Nem mesmo o prefeito de Ribeirão, Antônio Duarte Nogueira Junior (PSDB), escapou. Nesta sexta (5), ele afirmou que demorou duas horas e 40 minutos para percorrer um trecho de menos de 3 quilômetros na segunda.
“Todos nós, e a cidade também, temos um desafio para a próxima Agrishow […] No primeiro dia, que foi o de maior público da feira, nós tivemos nos estacionamentos da Agrishow mais automóveis do que automóveis estiveram no domingo da última Fórmula 1 em Interlagos. Então vejam a dinâmica e a pressão da presença de veículos que a Agrishow imprimiu”, disse o prefeito.
No aeroporto Leite Lopes, o principal da região, houve um aumento de 307% no total de pousos e decolagens desde a última semana, com a aproximação da feira agrícola.
Nos bares e restaurantes, houve crescimento de 24% nos negócios, segundo dados da Abrasel (Associação Brasileira de Bares e Restaurantes) anunciados pela prefeitura, e a rede hoteleira não só da cidade, mas também de municípios vizinhos, teve 100% de ocupação.
Isso apesar de cobrar R$ 3.000 a diária por pessoa de um quarto num hotel que normalmente custa de R$ 200 a R$ 250 e de muitas vezes exigir a reserva de pacotes para os cinco dias da feira. A alta procura fez também com que motéis de Ribeirão fossem utilizados como hotéis -com isso, o público habitual desse tipo de estabelecimento enfrentou dificuldades entre domingo (30) e esta sexta.
Se a espera para chegar à feira foi muito grande, quem mora na região também enfrentou dificuldades para deixar ou chegar aos oito condomínios no entorno da feira.
“[Precisamos] Melhorar os acessos para nossos expositores e clientes, que é o que sustenta a feira. Se não fizermos isso, as pessoas estão fadadas a não vir mais aqui”, disse o novo presidente da Agrishow, João Carlos Marchesan.
Com o público também recorde, de 195 mil visitantes, a Agrishow teve ainda problemas com a higiene dos banheiros espalhados pela fazenda. Às tradicionais filas em banheiros femininos se somaram filas de até 15 minutos sob o sol de mais de 30º C para a utilização de sanitários masculinos.
Marchesan afirmou que vai ampliar o total de banheiros na Agrishow de 2024, que acontecerá entre 29 de abril e 3 de maio.
SINAL DO CÉU
Presidente de honra da Agrishow, o empresário Maurilio Biagi Filho defendeu a movimentação econômica gerada pela feira agrícola, que para ele é “tudo que não está computado”.
“Só de helicópteros, fiz um cálculo rápido aqui, nós temos um movimento de R$ 1 bilhão, movimento econômico que não está contabilizado em lugar nenhum.
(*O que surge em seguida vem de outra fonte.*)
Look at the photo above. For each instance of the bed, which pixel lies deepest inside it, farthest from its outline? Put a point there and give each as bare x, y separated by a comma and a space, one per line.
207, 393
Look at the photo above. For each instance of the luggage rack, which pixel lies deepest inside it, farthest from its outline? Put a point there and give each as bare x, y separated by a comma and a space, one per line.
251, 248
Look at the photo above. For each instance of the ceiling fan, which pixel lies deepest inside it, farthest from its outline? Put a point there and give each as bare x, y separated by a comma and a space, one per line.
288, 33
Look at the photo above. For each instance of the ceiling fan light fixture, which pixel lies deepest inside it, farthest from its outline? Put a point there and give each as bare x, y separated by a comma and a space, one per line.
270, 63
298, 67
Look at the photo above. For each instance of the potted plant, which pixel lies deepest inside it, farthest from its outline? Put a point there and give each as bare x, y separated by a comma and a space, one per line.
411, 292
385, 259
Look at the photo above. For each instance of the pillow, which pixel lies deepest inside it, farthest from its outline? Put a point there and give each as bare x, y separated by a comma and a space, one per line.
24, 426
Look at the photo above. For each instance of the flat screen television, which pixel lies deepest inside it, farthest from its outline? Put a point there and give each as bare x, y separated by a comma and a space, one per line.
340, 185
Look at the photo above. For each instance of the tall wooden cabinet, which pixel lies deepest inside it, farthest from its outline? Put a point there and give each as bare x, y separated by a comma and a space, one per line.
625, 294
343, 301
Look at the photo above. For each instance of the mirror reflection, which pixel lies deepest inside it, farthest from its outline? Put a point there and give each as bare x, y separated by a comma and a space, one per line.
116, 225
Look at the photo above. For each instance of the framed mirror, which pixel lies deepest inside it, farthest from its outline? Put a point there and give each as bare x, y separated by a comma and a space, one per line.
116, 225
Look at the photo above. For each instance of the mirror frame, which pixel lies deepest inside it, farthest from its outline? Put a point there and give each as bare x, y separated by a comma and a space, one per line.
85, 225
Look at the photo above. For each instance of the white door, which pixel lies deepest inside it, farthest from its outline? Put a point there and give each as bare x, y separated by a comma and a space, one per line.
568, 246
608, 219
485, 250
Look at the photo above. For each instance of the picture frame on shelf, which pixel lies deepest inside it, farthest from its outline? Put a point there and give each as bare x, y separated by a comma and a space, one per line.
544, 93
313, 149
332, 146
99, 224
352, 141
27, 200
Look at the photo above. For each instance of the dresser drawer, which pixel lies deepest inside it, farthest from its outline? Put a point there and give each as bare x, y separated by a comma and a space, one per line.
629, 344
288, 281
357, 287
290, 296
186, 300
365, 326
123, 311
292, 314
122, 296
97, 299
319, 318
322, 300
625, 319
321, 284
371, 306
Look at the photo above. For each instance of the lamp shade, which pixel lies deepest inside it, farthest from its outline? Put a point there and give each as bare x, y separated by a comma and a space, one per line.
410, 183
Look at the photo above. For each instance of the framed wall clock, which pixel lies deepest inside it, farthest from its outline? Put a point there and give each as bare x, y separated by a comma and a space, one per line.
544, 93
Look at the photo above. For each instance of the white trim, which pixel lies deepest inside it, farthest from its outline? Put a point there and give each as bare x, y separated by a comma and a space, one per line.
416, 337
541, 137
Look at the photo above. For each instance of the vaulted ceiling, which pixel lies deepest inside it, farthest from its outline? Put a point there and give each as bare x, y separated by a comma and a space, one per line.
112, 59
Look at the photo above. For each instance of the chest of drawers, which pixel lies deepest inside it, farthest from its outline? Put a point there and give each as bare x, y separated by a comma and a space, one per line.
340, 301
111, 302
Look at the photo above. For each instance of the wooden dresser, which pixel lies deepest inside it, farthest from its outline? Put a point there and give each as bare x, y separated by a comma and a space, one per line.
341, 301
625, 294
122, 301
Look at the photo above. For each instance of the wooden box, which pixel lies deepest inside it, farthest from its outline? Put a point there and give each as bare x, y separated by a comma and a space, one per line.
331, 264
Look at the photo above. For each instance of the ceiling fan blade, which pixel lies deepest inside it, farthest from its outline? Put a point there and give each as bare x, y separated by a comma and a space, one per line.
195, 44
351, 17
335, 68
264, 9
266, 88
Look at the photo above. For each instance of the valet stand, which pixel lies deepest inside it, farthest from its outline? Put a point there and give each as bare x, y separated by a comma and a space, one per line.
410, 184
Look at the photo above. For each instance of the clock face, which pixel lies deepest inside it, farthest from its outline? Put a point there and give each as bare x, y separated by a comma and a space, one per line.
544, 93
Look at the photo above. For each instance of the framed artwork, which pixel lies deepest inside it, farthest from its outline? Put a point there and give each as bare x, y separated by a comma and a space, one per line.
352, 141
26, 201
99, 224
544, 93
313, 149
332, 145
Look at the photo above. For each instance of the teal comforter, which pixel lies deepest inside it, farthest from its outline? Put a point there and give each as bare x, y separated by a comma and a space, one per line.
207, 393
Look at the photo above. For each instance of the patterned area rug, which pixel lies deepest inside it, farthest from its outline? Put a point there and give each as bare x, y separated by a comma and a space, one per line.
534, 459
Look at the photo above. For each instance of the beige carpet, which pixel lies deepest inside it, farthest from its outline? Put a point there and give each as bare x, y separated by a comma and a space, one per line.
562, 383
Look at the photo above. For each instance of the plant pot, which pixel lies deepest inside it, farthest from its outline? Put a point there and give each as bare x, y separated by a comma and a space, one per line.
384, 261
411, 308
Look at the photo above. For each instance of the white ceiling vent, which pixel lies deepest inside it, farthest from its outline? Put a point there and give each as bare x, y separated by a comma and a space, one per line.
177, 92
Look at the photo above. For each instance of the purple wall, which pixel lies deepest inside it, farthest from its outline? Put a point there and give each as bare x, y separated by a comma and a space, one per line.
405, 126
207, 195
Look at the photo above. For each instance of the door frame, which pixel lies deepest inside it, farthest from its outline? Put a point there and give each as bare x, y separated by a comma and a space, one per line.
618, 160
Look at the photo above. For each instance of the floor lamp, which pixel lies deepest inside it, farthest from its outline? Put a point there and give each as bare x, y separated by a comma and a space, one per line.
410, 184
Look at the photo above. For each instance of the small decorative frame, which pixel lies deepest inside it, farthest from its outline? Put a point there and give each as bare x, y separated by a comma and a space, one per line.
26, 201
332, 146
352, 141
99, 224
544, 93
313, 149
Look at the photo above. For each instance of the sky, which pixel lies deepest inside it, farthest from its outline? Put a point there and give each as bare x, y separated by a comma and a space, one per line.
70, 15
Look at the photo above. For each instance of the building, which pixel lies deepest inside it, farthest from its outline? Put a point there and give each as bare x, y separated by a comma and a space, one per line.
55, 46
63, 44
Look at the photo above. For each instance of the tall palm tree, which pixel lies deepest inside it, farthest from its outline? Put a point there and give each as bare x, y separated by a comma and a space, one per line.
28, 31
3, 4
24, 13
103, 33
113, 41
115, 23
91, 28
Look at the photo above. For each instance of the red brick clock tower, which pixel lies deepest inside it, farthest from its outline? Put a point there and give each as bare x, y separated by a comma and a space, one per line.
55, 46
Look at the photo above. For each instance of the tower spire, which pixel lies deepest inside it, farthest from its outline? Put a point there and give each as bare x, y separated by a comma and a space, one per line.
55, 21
Só das pessoas que pegam voos para casa de amigos, que vão para a casa de não sei o que. Você tem um movimento econômico na feira de R$ 500 milhões num raio de 120 quilômetros daqui. Esse é um dado muito importante, uma observação minha, da vida inteira, que observo isso.”
O uso de helicópteros provocou também uma notícia fúnebre relacionada à feira: um deles, que voava em direção à Agrishow, caiu no final da tarde desta quarta-feira (3) em São Carlos (232 km de SP). Segundo os bombeiros, duas pessoas que estavam na aeronave morreram.
A Agrishow gerou mais de 5.000 empregos temporários para montagem e desmontagem de estandes, motoristas, bufês e serviços de limpeza, entre outros.
O QUE FAZER
Nogueira disse que serão necessários ajustes na cidade e que é preciso um trabalho coletivo, já que há variáveis que fogem da alçada da prefeitura e envolvem concessionária de rodovias, Artesp, DER e Secretaria da Agricultura paulista, por exemplo.
“Precisamos fazer essa investida positiva, com soluções construtivas, para a gente ter menos gargalos na feira do ano que vem. Não que não vai ter, claro que vai ter, mas precisamos minimizar esses impactos, tanto na entrada quanto na saída”, disse o prefeito.